Much to my surprise, he figured out the corral gates the night before last. Now, I’m partially at fault for this because I got sloppy about tightening the chains that lock the gates. But then, none of the cows that have lived here, nor either of the bull calves born almost 2 years ago now, have every shown any interest in the chains. The gates, yes. If there was any way to bull (pun intended) their way through either of the gates, they will and have.
That’s because behind those gates is where their hay and the chicken food is stored. There’s nothing a cow likes better than the chance to eat an entire bale of hay then top it off with as much corn-laced chicken food as they can get their muzzles into. Trust me. It’s not pretty the day after a cow gets into the chicken food. Let’s just say it works on them the way prunes work on humans.

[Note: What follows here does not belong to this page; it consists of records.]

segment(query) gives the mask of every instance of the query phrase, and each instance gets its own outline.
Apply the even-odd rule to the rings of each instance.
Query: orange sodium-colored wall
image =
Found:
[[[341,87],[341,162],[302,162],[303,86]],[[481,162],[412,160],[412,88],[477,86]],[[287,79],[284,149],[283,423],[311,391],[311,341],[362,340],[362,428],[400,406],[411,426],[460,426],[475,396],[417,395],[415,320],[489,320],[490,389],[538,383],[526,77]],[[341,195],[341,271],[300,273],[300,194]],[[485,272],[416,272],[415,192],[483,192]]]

So two nights ago, while I was dreaming about starting my next book (seriously), Georgie was using his nose, his tongue, his tiny little horns–heck, maybe he even got up on his hind feet and pinched the chain between his cloven hoof–whatever, to slide my haphazard chain out of its groove in the hay-side corral door. Neither he nor Elsie bothered with hay. Whatever for, when there was a trashcan full of chicken food just down the way?
They decimated it. Elsie was a little bloaty the next morning, her breath a little more methane-y than usual. Not the rapscallion. He was full of jumps and bounces, and plenty of head shaking at me. I swear he was laughing.
Me, I caught him by the horns and gave his head a good scratching, then stroked his nose. You can’t help but love him. That doesn’t mean I’m not putting knots in the ends of the chains. Fool me once, shame on you. Fool me twice, shame on me!